Fiziksel ve psikolojik yaralanmalar İsrail askerlerini demoralize ediyor

İsrail ordusundaki engellilerin sayısı 60 bini aştı; bunlardan 2 bini Gazze saldırıları sonrası oldu

İsrail askeri kurtarma helikopteri, 9 Aralık 2023'te Gazze Şeridi sınırına yakın bir bölgedeki askerleri kurtarmak için geldi (AFP)
İsrail askeri kurtarma helikopteri, 9 Aralık 2023'te Gazze Şeridi sınırına yakın bir bölgedeki askerleri kurtarmak için geldi (AFP)
TT

Fiziksel ve psikolojik yaralanmalar İsrail askerlerini demoralize ediyor

İsrail askeri kurtarma helikopteri, 9 Aralık 2023'te Gazze Şeridi sınırına yakın bir bölgedeki askerleri kurtarmak için geldi (AFP)
İsrail askeri kurtarma helikopteri, 9 Aralık 2023'te Gazze Şeridi sınırına yakın bir bölgedeki askerleri kurtarmak için geldi (AFP)

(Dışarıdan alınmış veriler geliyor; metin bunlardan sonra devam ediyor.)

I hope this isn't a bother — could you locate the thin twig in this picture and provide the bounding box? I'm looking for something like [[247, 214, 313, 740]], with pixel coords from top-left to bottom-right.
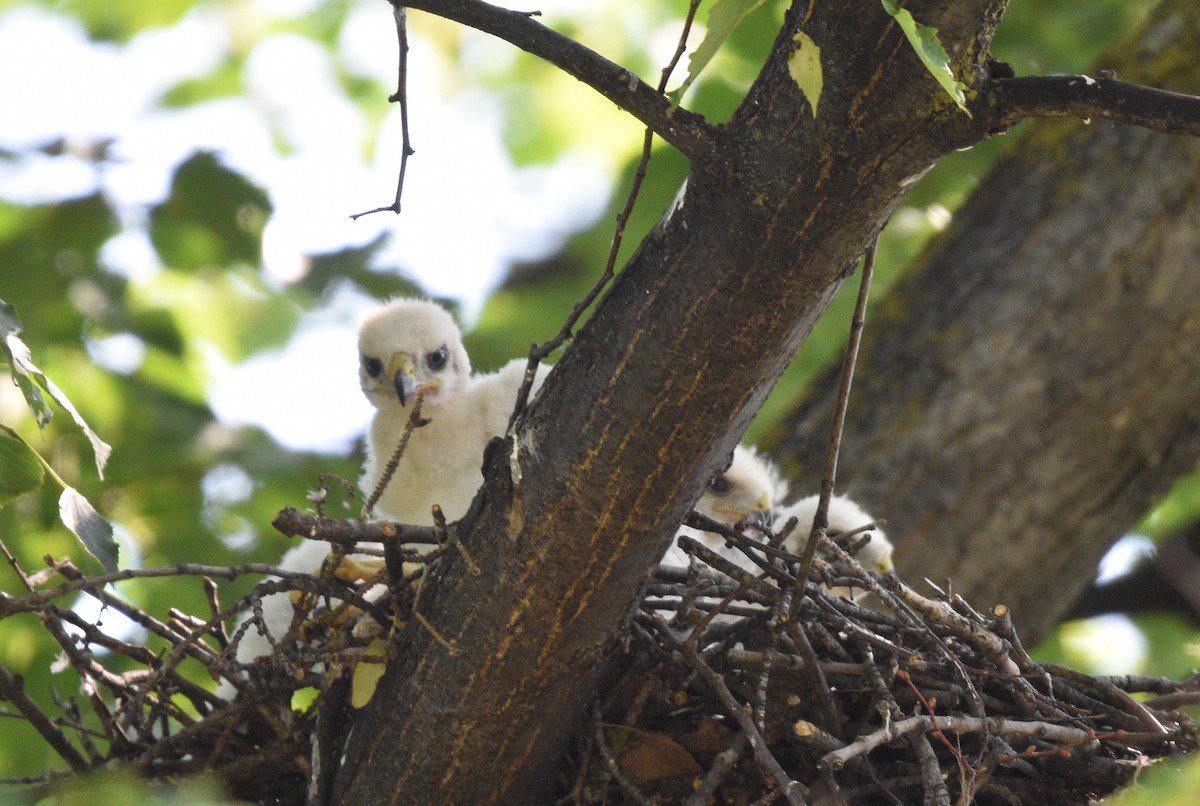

İsrail ordusunun Rehabilitasyon Dairesi tarafından hazırlanan bir rapor, Gazze'deki çatışmalar sırasında yaralananların ardından her gün rehabilitasyona ihtiyaç duyan 60 asker ve güvenlik gücü mensubunun İsrail'e kabul edildiğini ortaya çıkardı.

İsrail ile Hamas hareketi arasındaki savaşın başlangıcından bu yana yaralanan asker sayısının, bedensel engelliler listesine alınan 2 bin asker de dahil olmak üzere, 5 bin yaralıyı aştığı, bunlardan en az 100'ünün doğrudan gözünden yaralandığı ortaya çıktı.

Görme yetisini tamamen kaybedenler olduğu gibi, tek gözünü kaybedenler de oldu.

9 Aralık Cumartesi günü, Lübnan sınırındaki kuzey bölgede beş asker yaralandı ve bunlardan durumu ağır olan iki asker, askeri helikopterle Hayfa'daki Rambam Hastanesi'ne nakledildi.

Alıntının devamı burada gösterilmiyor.